Sunday, January 07, 2007

Carl Zimmer on the Two (Biology) Cultures

C.P. Snow lamented the divide between the Two Cultures - the Humanities and the Sciences, since he felt that they each had so much to offer the other. There is a similar divide in biology - two cultures, representing those biolgists whose work is rooted in natural history, and those whose work is rooted in molecular biology. Biologists who attach cameras to deep-diving sperm whales, who trudge through the rain forest collecting plant species, who hunt whale fossils, work deeply in natural history. They know a lot about ecology, anatomy (plant or animal), cladistics, and the difference between the Devonian and the Permian eras - stuff that someone like me, a biochemist, hasn't studied since college biology. Molecular biologists, on the other hand - live almost completely within the realm of molecules or model organisms. Their expertise is in using very sophisticated experimental and computational tools to understand what goes on at the cellular and molecular level, and they deal with processes and analystical techniques that most natural history biologists haven't studied since their college molecular biology class.

Carl Zimmer, a superb science writer, tackles these two cultures in PLoS Computationl Biology, highlighting how the advent of genome sequencing has driven these two fields closer together - at least in terms of subject matter.

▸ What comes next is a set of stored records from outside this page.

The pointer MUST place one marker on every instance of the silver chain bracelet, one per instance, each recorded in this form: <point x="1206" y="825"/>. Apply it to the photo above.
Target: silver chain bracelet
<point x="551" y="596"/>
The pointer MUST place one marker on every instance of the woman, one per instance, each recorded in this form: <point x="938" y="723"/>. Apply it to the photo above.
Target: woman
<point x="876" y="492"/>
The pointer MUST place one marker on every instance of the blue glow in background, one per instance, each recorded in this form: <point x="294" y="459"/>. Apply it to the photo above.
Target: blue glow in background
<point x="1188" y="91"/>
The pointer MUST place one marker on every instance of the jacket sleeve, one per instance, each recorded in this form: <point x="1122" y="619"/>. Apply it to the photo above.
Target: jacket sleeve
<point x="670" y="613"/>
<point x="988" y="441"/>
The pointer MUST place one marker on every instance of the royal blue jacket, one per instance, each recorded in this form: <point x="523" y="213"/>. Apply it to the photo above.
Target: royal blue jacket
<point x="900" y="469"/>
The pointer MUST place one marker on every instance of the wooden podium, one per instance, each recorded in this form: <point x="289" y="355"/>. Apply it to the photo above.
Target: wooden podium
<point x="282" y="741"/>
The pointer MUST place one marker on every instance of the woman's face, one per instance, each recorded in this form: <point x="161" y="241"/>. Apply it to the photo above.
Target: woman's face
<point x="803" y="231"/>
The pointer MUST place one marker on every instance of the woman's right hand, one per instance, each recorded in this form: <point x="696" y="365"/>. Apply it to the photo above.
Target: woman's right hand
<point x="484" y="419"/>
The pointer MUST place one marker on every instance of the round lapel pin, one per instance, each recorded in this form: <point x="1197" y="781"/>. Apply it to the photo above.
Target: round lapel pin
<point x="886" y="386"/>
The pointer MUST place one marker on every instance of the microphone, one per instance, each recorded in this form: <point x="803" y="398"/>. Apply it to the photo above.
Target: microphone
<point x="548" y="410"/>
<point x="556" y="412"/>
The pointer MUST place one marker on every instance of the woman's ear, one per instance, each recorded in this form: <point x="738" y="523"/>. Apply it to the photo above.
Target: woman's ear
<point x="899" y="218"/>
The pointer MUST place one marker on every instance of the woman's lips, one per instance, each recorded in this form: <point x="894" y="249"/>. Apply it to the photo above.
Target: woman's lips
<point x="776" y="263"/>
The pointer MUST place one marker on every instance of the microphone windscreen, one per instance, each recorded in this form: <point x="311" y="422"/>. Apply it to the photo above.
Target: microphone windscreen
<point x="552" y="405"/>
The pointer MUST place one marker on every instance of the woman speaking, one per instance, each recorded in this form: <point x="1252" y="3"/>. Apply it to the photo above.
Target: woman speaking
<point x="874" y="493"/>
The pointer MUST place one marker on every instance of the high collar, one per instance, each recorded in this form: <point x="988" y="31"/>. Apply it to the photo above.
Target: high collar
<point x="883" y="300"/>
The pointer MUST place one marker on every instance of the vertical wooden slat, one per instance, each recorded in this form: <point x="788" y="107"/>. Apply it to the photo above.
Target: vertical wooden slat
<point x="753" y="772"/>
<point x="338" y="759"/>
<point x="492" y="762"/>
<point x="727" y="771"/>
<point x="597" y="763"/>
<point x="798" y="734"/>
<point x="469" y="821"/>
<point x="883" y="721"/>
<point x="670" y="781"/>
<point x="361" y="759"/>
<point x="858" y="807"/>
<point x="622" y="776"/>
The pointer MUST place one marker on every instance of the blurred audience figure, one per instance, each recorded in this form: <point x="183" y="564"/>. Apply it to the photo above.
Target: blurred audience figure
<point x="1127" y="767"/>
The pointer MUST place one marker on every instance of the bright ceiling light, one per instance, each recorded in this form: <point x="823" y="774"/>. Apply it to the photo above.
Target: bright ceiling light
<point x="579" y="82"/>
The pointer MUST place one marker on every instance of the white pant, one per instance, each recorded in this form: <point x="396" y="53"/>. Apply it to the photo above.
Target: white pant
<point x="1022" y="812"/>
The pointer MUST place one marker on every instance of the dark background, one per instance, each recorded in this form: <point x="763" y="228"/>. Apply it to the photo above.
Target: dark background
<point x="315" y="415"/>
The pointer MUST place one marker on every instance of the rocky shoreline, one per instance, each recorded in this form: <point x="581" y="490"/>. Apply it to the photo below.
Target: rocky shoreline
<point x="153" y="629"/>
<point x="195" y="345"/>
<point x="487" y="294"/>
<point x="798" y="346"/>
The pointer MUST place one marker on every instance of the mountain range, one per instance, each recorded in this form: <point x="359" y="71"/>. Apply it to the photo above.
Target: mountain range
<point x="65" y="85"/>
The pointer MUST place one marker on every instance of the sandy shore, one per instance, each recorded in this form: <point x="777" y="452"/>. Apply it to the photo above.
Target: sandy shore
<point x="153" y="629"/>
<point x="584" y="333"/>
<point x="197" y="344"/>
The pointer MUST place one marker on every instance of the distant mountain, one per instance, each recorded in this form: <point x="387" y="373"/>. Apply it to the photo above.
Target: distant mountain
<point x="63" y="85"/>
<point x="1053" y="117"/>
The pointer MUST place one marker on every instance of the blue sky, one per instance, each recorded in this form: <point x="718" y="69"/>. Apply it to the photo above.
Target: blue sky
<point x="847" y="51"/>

Molecular biologists have used their recently developed tools in genomics to venture into territory that has traditionally belonged to natural history - phylogeny, the genealogical relationships among groups of organisms. As a result, there has occasionally been conflict between these two cultures, but Zimmer points out that there is great potential for fruitful cooperation.

My father, a geologist, told me about a seminar he attended recently. The speaker, who might have been a paleontologist, was lamenting the fact that the genomes that have been sequenced exclude key organisms that could shed light on unrseolved issues in natural history. I don't know of any specific examples, because as I mentioned before, my knowledge of natural history is limited to what I learned as a sophomore in college. Most 'biomedical' researchers, including those who run and fund the big genome sequencing centers, are in the same boat. I don't know if they ever seriously consult their colleagues in natural history about which genomes to sequence next. What a great chance for collaboration - those who work in natural history could come up with a list of 15-20 organisms they would like to see sequenced, and the two cultures could work together to produce some real progess on these open questions in natural history. To answer such questions would almost definitely not require complete, thorough (and expensive) coverage of entire genomes - just well-chosen regions. This extensive amount of data, combined with the fossil record, could produce advances in our understanding of key evolutionary events, like the Cambrian Explosion.

One specific advantage of well-chosen genomes suggested by the seminar speaker my father told me about, was the proper calibration of the molecular clock. Biologists who try to put a timeline on evolutionary history are usually not that successful, in some cases producing results that are geologically completely unreasonable. This seminar speaker suggested that we could calibrate this molecular clock much better than we can now, by choosing to sequence certain groups of animals whose fossil record is very well documented. And, importantly, we shouldn't have the molecular biologists try to figure out on their own which groups those are - we should get those who really know the fossil record involved. A well-calibrated molecular clock would be a valuable tool - even outside of studies focused purely on evolution. This is just one potential advantage of greater interaction between these two cultures.